En esta ocasión no toca la pesadilla o sueño más o menos chusco de la semana. No, como esta noche vienen los Reyes, me refiero a los de Oriente para traernos regalos, no a los Borbones para meternos la mano en el bolsillo, rescato un sueño recurrente de cuando era un mocoso. Un sueño que estoy convencido de haber compartido con muchos de vosotros durante la infancia, y que no es otro que el de despertarnos en mitad de la noche creyendo haber oído un ruido procedente del salón donde se encuentra el árbol de Navidad con los calcetines colgando para que sus majestades de Oriente dejen sus juguetes, dentro o al lado, porque vivimos en un piso y tampoco somos precisamente de esas familias que se dicen pudientes como para tener una chimenea en casa. Entonces soñamos que nos levantamos de la cama para acercarnos a hurtadillas hasta el salón, que procuramos abrir la puerta despacio y sin meter ruido para comprobar a través de un hueco mínimo que, en efecto, se trata de Melchor, Gaspar y Baltasar que han llegado a casa a cumplir con su cometido. Sin embargo, la emoción es tanta que no nos damos cuenta de que abrimos demasiado la puerta y en una de esas uno de los reyes gira la cabeza, por lo general el negro que siempre anda al tanto, supongo que por si aparece algún agente de la ley para pedirles los papeles, y nos descubre. Entonces salimos disparados hacia nuestro cuarto para escondernos debajo de las sábanas hasta el día siguiente. A la mañana, sin embargo, nos levantamos con el corazón en un puño porque tememos que al ir al salón nos vamos a encontrar los alrededores del árbol vacíos como castigo por nuestra osadía durante la noche. Luego ya comprobamos que todos nuestros temores eran infundados, porque, como no tardaríamos en saber unos pocos años después, los Reyes son los padres y no va a ser tan hijos de puta como para traumatizar a sus retoños sólo por echar unas risas con lo caro que les puede salir eso luego en sicólogos.
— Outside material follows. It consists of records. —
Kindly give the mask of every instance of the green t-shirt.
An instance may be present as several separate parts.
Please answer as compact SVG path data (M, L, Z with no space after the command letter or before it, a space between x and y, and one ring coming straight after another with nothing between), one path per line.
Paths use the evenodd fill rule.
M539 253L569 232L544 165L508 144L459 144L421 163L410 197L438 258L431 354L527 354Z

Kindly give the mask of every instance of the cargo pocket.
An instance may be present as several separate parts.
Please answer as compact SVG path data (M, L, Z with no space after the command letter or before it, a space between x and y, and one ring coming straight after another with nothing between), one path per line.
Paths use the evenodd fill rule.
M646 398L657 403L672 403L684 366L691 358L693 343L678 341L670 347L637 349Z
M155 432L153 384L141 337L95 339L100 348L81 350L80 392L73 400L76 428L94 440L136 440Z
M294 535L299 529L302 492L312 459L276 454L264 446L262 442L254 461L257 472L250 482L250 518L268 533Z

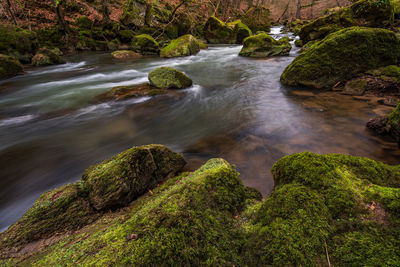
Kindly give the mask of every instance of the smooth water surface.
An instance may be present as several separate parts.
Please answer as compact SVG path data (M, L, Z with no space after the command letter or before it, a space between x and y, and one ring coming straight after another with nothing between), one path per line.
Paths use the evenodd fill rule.
M273 28L276 38L280 28ZM388 112L352 97L285 88L289 57L249 59L240 46L213 46L195 56L130 62L86 53L68 63L0 81L0 229L54 187L135 145L161 143L195 168L212 157L236 164L246 185L273 189L271 166L309 150L400 163L396 145L365 129ZM188 74L194 86L174 94L91 104L114 86L140 84L161 66Z

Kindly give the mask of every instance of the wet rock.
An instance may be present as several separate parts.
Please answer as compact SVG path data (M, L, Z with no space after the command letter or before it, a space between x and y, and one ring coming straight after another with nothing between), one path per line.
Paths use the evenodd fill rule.
M236 43L235 30L216 17L210 17L204 26L204 36L210 44Z
M289 55L292 46L288 38L276 41L266 33L260 33L244 39L240 56L245 57L273 57Z
M0 79L11 78L23 72L18 59L0 54Z
M137 59L137 58L143 57L141 54L130 51L130 50L114 51L111 53L111 55L116 59L124 59L124 60Z
M342 93L345 95L363 95L367 85L368 81L364 79L353 79L346 83Z
M186 164L162 145L134 147L87 169L82 180L96 210L125 206Z
M150 72L149 81L159 89L184 89L193 84L186 74L169 67L161 67Z
M158 89L148 83L131 86L117 86L107 93L96 96L93 102L119 101L135 97L155 96L165 94L166 92L166 90Z
M169 45L161 49L160 56L165 58L185 57L200 51L199 41L192 35L187 34L172 40Z
M378 134L387 134L389 131L386 127L388 122L387 116L380 116L370 119L367 123L367 128L373 130Z
M66 63L66 61L59 56L59 50L50 50L48 48L40 48L32 58L33 66L47 66L64 63Z
M157 55L160 52L158 42L148 34L135 36L132 40L132 49L142 55Z
M303 47L303 41L302 41L302 40L296 40L296 41L294 42L294 45L295 45L296 47Z
M358 73L395 64L399 59L400 39L392 31L351 27L300 54L285 69L281 81L290 86L332 88Z
M82 183L44 193L6 232L3 245L16 246L87 225L96 219Z

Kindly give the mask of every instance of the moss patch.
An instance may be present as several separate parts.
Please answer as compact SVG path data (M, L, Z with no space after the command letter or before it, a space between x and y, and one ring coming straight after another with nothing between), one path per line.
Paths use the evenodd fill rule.
M18 59L0 54L0 79L10 78L23 72Z
M48 48L40 48L32 58L32 65L47 66L66 63L66 61L60 56L59 52L59 49L51 50Z
M161 67L150 72L149 81L159 89L184 89L193 84L186 74L169 67Z
M132 49L143 55L158 54L160 47L153 37L148 34L137 35L132 40Z
M327 36L299 55L283 72L291 86L327 88L357 73L397 64L400 40L391 31L351 27Z
M216 17L210 17L204 26L204 36L210 44L236 43L235 30Z
M196 54L199 51L199 41L194 36L187 34L172 40L166 47L161 49L160 56L165 58L184 57Z
M243 48L239 55L244 57L272 57L289 55L292 49L288 38L276 41L266 33L247 37L243 41Z

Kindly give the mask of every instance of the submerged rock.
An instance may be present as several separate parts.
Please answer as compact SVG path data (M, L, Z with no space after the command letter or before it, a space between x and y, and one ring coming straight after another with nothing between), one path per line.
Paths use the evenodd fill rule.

Eso y que los reyes de verdad tampoco son muy de hacer regalos sino más todo lo contrario, los lacayos a la caza de favores se los hacen a ellos, tipo el yate Bribón, los picaderos de lujo en la Sierra, las cuentas ocultas en paraísos fiscales a nombre de testaferros y todo así.
No obstante, hubo un año durante mi infancia, cuando todavía vivíamos en el piso de la Avenida Gasteiz, si es que no seguía siendo la del Generalísimo, tampoco me voy a poner ahora a hacer cuentas, que soñé que me dirigía hasta el salón y al ir a abrir la puerta me encontraba, en lugar de al trío regio, a tres fulanos de la secreta que apenas unos pocos días antes habían pasado por casa preguntando por un tal José María Arinas a cuenta de no me acuerdo bien qué mandanga subversiva o así como muy de la época, a lo que mi señor padre no le quedó otra que preguntarles con una apenas disimulada media sonrisa:
- ¿Está seguro, agente, de que se trata de mi hijo?
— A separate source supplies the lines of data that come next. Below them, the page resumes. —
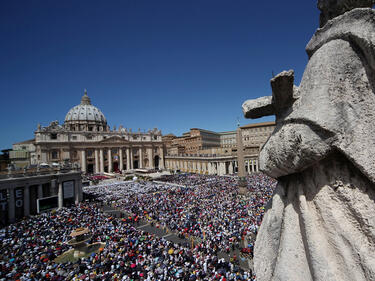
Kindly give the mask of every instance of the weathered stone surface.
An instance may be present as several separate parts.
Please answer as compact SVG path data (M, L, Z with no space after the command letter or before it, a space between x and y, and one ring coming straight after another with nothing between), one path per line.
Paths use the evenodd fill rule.
M275 108L276 119L283 118L295 101L294 71L283 71L271 79L272 103Z
M375 280L375 12L329 20L307 52L293 98L272 100L282 114L260 153L280 183L255 244L257 280ZM275 78L273 92L290 97L292 73Z
M242 110L246 118L252 119L275 114L275 109L272 105L272 96L247 100L243 103Z
M374 4L373 0L318 0L318 8L321 11L320 27L354 8L371 8Z
M255 243L257 280L375 280L375 189L340 154L279 179Z

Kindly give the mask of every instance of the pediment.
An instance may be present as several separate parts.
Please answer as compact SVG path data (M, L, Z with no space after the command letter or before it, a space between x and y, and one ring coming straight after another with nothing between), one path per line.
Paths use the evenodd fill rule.
M121 137L118 137L118 136L113 136L113 137L110 137L108 139L104 139L104 140L101 140L99 143L103 143L103 144L108 144L108 143L128 143L129 141L121 138Z

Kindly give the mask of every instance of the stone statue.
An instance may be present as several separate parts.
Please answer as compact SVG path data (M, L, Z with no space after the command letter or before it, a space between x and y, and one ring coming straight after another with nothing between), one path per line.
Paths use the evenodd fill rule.
M272 97L243 104L276 115L260 169L279 184L255 243L258 281L375 280L375 11L368 0L320 0L321 28Z

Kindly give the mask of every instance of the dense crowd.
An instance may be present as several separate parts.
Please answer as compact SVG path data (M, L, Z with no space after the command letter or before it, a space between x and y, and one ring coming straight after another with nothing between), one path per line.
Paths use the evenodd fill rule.
M254 175L248 183L257 192L243 198L233 178L177 175L166 180L182 186L113 183L85 191L132 219L156 221L200 237L200 243L173 244L136 229L127 218L103 213L99 203L82 203L0 229L0 280L255 280L250 270L219 259L217 251L233 246L246 232L256 233L275 182ZM106 246L77 262L55 263L78 227L90 229L90 243Z
M198 238L207 249L229 252L244 240L252 247L264 205L276 185L263 174L251 175L247 181L252 192L244 198L238 194L234 177L182 174L164 180L179 186L117 183L87 187L85 191L135 220L154 221L181 237Z

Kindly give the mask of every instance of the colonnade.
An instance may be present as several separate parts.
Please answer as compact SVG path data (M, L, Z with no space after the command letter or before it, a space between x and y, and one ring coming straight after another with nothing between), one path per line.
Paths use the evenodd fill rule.
M205 174L205 175L232 175L238 170L236 159L178 159L167 158L166 168L181 172ZM245 159L245 169L248 174L259 172L258 159Z
M157 151L155 151L155 148ZM86 150L88 149L81 149L82 172L87 172ZM107 163L107 172L113 172L114 162L117 162L120 171L133 170L135 168L164 169L164 151L162 147L100 147L92 148L91 150L94 150L93 172L95 173L104 173L105 163ZM105 159L104 155L107 156L107 159ZM158 156L157 167L155 165L155 156Z

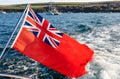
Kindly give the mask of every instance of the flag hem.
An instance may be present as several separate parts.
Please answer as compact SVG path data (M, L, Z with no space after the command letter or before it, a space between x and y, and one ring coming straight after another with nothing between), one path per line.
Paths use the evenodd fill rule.
M17 38L18 38L18 36L20 35L20 33L21 33L21 31L22 31L23 24L25 23L25 19L26 19L26 17L27 17L28 11L29 11L28 9L29 9L29 7L27 8L27 12L26 12L25 18L24 18L24 20L23 20L23 23L22 23L22 25L21 25L21 28L20 28L19 32L17 33L16 38L14 39L14 41L13 41L13 43L12 43L12 45L11 45L11 48L13 48L13 46L14 46Z

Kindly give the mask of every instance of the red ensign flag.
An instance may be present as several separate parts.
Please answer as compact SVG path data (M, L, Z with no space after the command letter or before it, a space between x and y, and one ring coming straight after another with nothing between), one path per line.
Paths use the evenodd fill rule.
M86 73L93 51L51 25L28 8L25 21L12 45L24 55L68 77Z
- ¿Está sugiriendo que la policía no sabe lo que hace?
- Mire que el chaval sólo tiene ocho años...
- Ya...
- ¿No se habrán confundido de apellido?
- ¿Y su hijo no es demasiado mayor ya para creer en los Reyes Magos?
Pues este, amiguitos, es de las pocas pesadillas que recuerdo de mi infancia y también de las pocas de verdad que suelo traer aquí.